In the letter to White House Council on Environmental Quality chief Nancy Sutley, the lawmakers—led by new House Natural Resources Chairman Rep. Doc Hastings (R-Wash.)—took issue with ongoing U.S. Environmental Protection Agency and National Marine Fisheries Service (NMFS) consultations over the effects of more than three dozen chemicals on endangered fish species.
Consultation is required under the Endangered Species Act for certain chemicals applied to crops within the habitat of at-risk wildlife.
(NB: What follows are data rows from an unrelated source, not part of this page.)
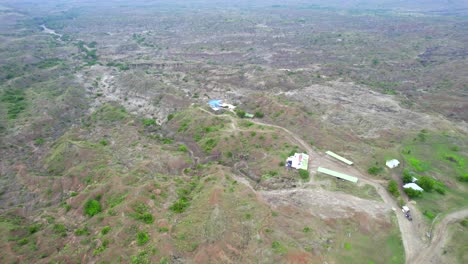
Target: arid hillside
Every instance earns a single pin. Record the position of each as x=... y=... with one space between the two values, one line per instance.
x=110 y=152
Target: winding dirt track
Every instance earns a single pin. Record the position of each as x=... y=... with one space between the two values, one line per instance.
x=416 y=250
x=430 y=253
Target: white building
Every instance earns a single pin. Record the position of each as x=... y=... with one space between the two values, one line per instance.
x=298 y=161
x=413 y=186
x=392 y=163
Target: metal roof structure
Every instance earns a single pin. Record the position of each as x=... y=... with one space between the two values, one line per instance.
x=338 y=174
x=413 y=186
x=338 y=157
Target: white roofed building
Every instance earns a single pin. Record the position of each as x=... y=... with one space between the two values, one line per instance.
x=413 y=186
x=392 y=163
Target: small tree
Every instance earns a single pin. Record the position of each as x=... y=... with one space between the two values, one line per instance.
x=304 y=174
x=407 y=176
x=412 y=193
x=426 y=183
x=92 y=207
x=393 y=188
x=259 y=114
x=374 y=170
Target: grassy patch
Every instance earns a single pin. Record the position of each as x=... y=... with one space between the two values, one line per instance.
x=15 y=100
x=92 y=207
x=142 y=213
x=142 y=238
x=278 y=248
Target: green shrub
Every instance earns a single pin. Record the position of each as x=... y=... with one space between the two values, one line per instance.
x=60 y=229
x=142 y=213
x=39 y=141
x=463 y=177
x=240 y=113
x=82 y=231
x=105 y=230
x=149 y=122
x=15 y=100
x=347 y=246
x=304 y=174
x=278 y=248
x=142 y=238
x=163 y=229
x=183 y=148
x=407 y=176
x=374 y=170
x=92 y=207
x=440 y=190
x=393 y=188
x=23 y=241
x=259 y=114
x=426 y=183
x=429 y=214
x=33 y=229
x=180 y=205
x=104 y=142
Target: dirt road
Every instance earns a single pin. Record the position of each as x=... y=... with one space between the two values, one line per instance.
x=431 y=253
x=416 y=250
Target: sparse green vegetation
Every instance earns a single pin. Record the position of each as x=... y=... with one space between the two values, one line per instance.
x=149 y=122
x=304 y=174
x=105 y=230
x=393 y=188
x=374 y=170
x=240 y=113
x=278 y=248
x=92 y=207
x=15 y=100
x=142 y=238
x=142 y=213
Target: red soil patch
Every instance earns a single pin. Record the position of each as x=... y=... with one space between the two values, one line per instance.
x=214 y=198
x=298 y=257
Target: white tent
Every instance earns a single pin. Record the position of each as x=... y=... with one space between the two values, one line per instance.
x=392 y=163
x=413 y=186
x=298 y=161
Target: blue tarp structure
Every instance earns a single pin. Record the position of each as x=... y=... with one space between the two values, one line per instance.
x=215 y=104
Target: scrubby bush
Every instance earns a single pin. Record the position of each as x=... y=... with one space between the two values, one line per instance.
x=304 y=174
x=142 y=238
x=183 y=148
x=374 y=170
x=393 y=188
x=240 y=113
x=426 y=183
x=149 y=122
x=463 y=177
x=180 y=205
x=412 y=193
x=105 y=230
x=92 y=207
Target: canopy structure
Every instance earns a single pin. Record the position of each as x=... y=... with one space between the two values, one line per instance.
x=298 y=161
x=392 y=163
x=338 y=174
x=413 y=186
x=338 y=157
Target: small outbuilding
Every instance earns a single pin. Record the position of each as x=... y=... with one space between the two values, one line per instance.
x=215 y=104
x=392 y=163
x=413 y=186
x=298 y=161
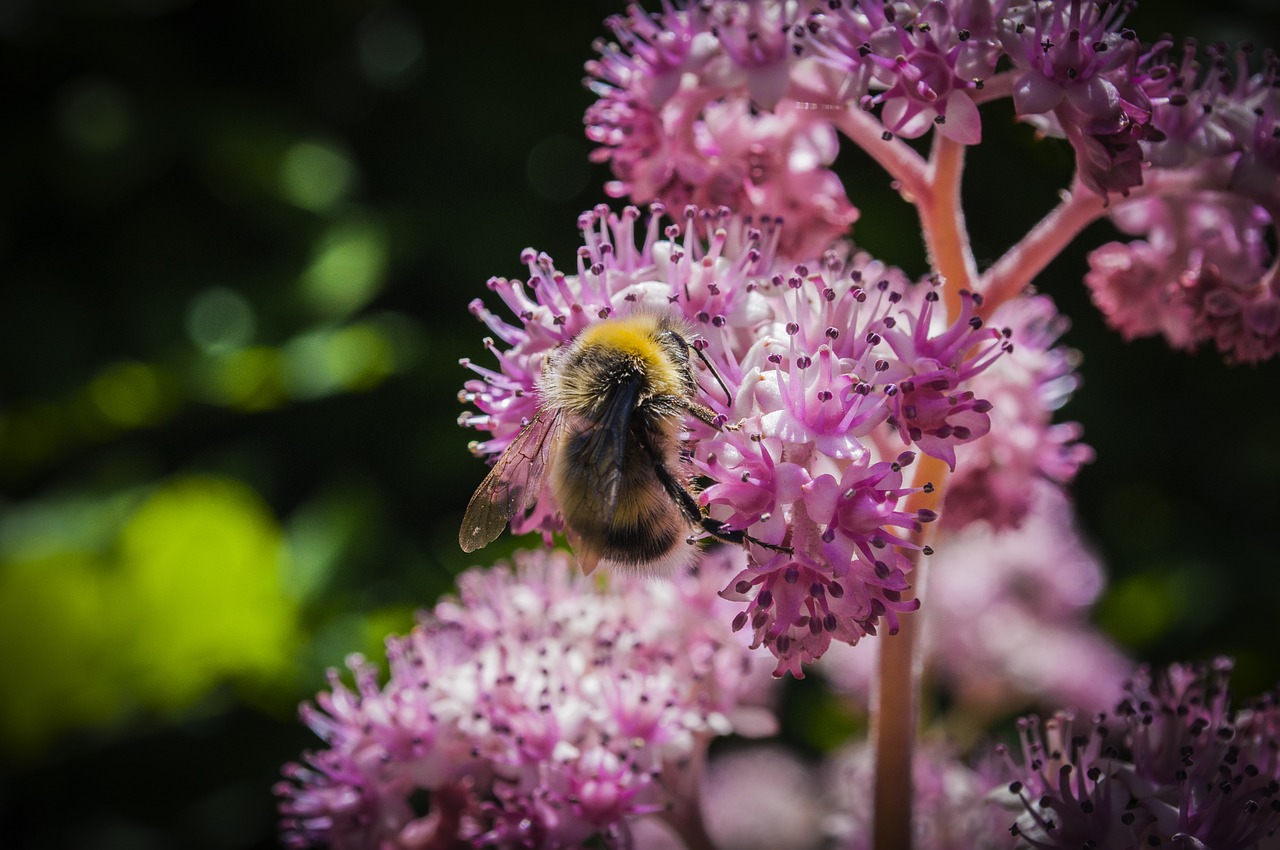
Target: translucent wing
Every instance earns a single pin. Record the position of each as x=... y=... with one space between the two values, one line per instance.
x=513 y=483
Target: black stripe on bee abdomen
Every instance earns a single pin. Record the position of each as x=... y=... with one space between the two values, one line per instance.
x=645 y=538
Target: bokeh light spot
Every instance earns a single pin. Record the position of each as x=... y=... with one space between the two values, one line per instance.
x=347 y=269
x=127 y=394
x=1138 y=609
x=94 y=115
x=360 y=356
x=391 y=49
x=316 y=174
x=247 y=379
x=557 y=168
x=220 y=320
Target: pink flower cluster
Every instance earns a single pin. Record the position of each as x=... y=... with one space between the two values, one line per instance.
x=740 y=104
x=533 y=711
x=1173 y=767
x=836 y=371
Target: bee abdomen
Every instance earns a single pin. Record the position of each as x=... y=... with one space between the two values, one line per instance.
x=647 y=539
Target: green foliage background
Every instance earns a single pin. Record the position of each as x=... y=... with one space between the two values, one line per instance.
x=237 y=242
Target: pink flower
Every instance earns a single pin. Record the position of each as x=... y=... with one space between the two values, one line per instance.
x=699 y=106
x=818 y=360
x=999 y=475
x=533 y=711
x=1173 y=767
x=1006 y=617
x=950 y=809
x=920 y=62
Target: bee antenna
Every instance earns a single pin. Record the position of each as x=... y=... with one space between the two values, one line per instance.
x=716 y=374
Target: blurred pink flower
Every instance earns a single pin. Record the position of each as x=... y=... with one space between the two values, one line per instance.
x=535 y=709
x=817 y=357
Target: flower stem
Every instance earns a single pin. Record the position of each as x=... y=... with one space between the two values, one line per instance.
x=895 y=707
x=942 y=222
x=1022 y=263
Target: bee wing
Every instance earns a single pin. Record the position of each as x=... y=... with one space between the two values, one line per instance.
x=513 y=483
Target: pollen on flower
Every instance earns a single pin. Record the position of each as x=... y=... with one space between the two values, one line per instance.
x=703 y=105
x=1173 y=766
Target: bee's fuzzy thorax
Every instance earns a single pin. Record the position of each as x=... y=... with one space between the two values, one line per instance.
x=630 y=346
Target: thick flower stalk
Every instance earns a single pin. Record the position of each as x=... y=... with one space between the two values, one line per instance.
x=1173 y=767
x=535 y=709
x=952 y=808
x=837 y=373
x=1008 y=618
x=1000 y=476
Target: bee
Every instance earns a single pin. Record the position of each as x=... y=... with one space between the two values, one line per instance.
x=607 y=442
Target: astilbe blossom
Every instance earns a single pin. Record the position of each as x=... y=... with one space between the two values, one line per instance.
x=1075 y=76
x=837 y=373
x=1000 y=475
x=922 y=62
x=950 y=800
x=1174 y=766
x=691 y=110
x=1205 y=272
x=534 y=709
x=1008 y=618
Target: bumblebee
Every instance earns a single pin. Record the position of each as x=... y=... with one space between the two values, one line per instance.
x=606 y=442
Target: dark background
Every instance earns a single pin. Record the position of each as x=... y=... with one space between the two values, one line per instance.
x=237 y=243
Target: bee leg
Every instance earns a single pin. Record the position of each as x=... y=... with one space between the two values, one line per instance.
x=693 y=511
x=703 y=414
The pesticides subject to the first round of EPA limits after consultation with salmon scientists at the National Marine Fisheries Service are diazinon, malathion and chlorpyrifos, all deadly members of the organophosphate family of neurotoxins.
Hastings and the other lawmakers inaccurately claim the first three biological opinions, issued as a result of that consultation process and mandated by a federal judge, are “flawed.” The misguided lawmakers also falsely claim the process of producing these biological opinions did not allow for enough public comment time from interested parties.
“These complaints aren’t really about process—they’re about the fact that NMFS followed the best science and that the industry didn’t get its way,” said Steve Mashuda, an attorney with Earthjustice representing the groups. “There has been public notice and comment on drafts of each of these biological opinions. Not only did the pesticide industry take full advantage of that opportunity to present its views, there were extensive meetings between NOAA, EPA, and the pesticide industry during the consultations.”
“Salmon are too important to fishing families to play politics with their future,” said Glen Spain of the Pacific Coast Federation of Fishermen’s Associations (PCFFA). “We owe it to everyone to get the facts straight, stop pandering to the pesticide industry and start protecting our endangered salmon.”
“We have had to turn to the courts four different times because EPA has failed to protect endangered salmon from pesticides,” said Aimee Code, with the Northwest Center for Alternatives to Pesticides (NCAP). “It’s been eight years since the courts ordered EPA to comply with the law—and we still don’t have a single safeguard in place to protect salmon from these chemicals. It’s time to stop tactics designed to delay and distract, and get to the real work of protecting our salmon.”
“These biological opinions are based on sound science, it just doesn’t happen to agree with the pesticide industry’s position,” said Jason Rylander, attorney for Defenders of Wildlife. “This is a sign of bad things to come if Representative Hastings and the House Natural Resource Committee is going to put aside science whenever it’s inconvenient. We don’t need sign-off from major agribusiness companies to protect America’s endangered wildlife.”
Pesticides can harm salmon in a number of ways, including killing them directly, affecting their food supply and habitat, impairing their ability to swim, and interfering with their ability to navigate back to their home streams to spawn.
Two and a half years ago, NMFS issued the first of several biological opinions requiring EPA to implement no-spray buffer zones and other pesticide restrictions to keep these deadly chemicals out of salmon streams. The EPA has failed to put any of these restrictions in place and is allowing toxic pesticides to continue to contaminate the waters of Washington, Oregon, Idaho, and California.
The groups represented by Earthjustice, which include the Pacific Coast Federation of Fishermen’s Associations, the Northwest Center for Alternatives to Pesticides, Institute for Fisheries Resources, and Defenders of Wildlife, have asked that a federal court order EPA to put protective measures in place for salmon and steelhead.